Web Exclusives: Alumni Spotlight


Cheryl Cohen-Vader ’77

Cheryl Cohen-Vader ’77 is second-in-command at Denver International Airport.
(Courtesy Cheryl Cohen-Vader ’77)

PROFILE-Cheryl Cohen-Vader ’77
Managing the unpredictable

As chief deputy director of Denver International Airport, Cheryl Cohen-Vader ’77 practices hands-on management. That includes shoveling snow — as she did after one big storm last winter when she joined a crew digging out directional signs on a runway, a chore done manually until the airport leased equipment to do that task. “It was a good way to exercise and also meet people who I wouldn’t ordinarily meet,” recalls Cohen-Vader.

With 1,100 employees and another 30,000 concession workers, contractors, and other people “badged” to work there, the 53-square-mile facility offers Cohen-Vader countless chances for meetings. The 10th-busiest airport in the world, Denver Airport serves 130,000 passengers and 1,670 flights daily.

Snow emergencies are just one part of Cohen-Vader’s unpredictable workday.

“There is no average day,” she says. At a recent senior staff meeting, she discussed issues concerning stranded passengers before being grabbed by the head of operations to talk about the airport’s snow plan, and later talking to reporters about the results of an audit. Another day she had to deal with the collapse of a walkway passengers take from a waiting room to the plane. (The walkway had landed on the plane’s wing after all the passengers had deplaned; no one was injured.)
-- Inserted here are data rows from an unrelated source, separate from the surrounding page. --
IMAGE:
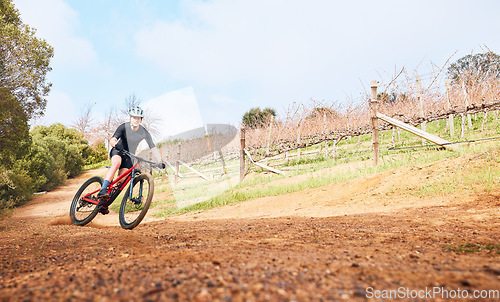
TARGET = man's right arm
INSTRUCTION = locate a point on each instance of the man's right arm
(113, 141)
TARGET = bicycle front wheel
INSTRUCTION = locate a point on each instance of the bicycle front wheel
(81, 211)
(136, 202)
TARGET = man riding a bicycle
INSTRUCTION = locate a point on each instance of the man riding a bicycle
(126, 137)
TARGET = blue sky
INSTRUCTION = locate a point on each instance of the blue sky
(236, 55)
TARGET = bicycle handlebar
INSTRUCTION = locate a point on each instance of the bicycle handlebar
(157, 165)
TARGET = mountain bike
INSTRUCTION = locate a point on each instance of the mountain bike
(135, 202)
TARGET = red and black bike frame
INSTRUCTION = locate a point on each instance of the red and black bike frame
(113, 192)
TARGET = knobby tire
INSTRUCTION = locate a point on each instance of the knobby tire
(132, 212)
(82, 212)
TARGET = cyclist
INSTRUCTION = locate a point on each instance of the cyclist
(126, 137)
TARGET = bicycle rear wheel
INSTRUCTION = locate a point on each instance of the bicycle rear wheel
(133, 210)
(81, 211)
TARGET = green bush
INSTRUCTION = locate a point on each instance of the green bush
(49, 156)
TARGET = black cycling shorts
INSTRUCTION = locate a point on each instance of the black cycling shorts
(126, 160)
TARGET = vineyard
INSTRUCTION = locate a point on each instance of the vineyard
(214, 169)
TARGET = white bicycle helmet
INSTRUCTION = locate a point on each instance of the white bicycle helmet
(136, 111)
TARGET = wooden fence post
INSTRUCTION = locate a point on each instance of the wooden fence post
(466, 99)
(450, 118)
(374, 120)
(177, 163)
(242, 153)
(423, 126)
(269, 135)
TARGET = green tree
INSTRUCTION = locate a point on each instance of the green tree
(24, 61)
(475, 67)
(14, 131)
(256, 117)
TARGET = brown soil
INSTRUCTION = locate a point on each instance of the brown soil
(339, 242)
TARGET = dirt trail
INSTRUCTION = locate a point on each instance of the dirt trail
(344, 241)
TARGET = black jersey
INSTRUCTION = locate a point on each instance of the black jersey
(129, 139)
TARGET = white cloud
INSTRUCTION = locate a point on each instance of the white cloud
(177, 112)
(296, 50)
(56, 22)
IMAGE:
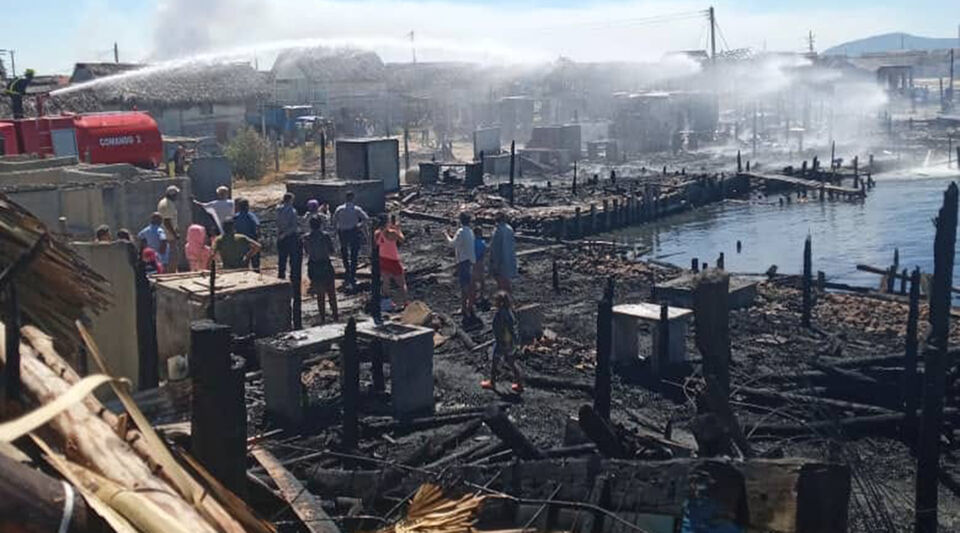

Cohen-Vader, who majored in sociology as an undergraduate, initially had not planned on working in a public-sector job. She earned an M.B.A. at Columbia and became an investment banker. She joined Denver’s city government as revenue manager in 1996; as one of Denver’s biggest assets, the airport became a major focus of her work. She spent two years as Denver’s deputy mayor before taking her post at the airport in April 2006.

Security issues always demand attention. After the terrorist attack on Scotland’s Glasgow Airport in June 2007, Cohen-Vader says, the airport increased the number of police officers and bomb-sniffing dogs. Recalling another security issue, she says, “In August 2006, the liquids ban was instituted in London at 1 a.m. Denver time and we had to institute it the next morning. That was quite an adventure.” P

By Van Wallach ’80

Van Wallach ’80 is a freelance writer in Stamford, Conn.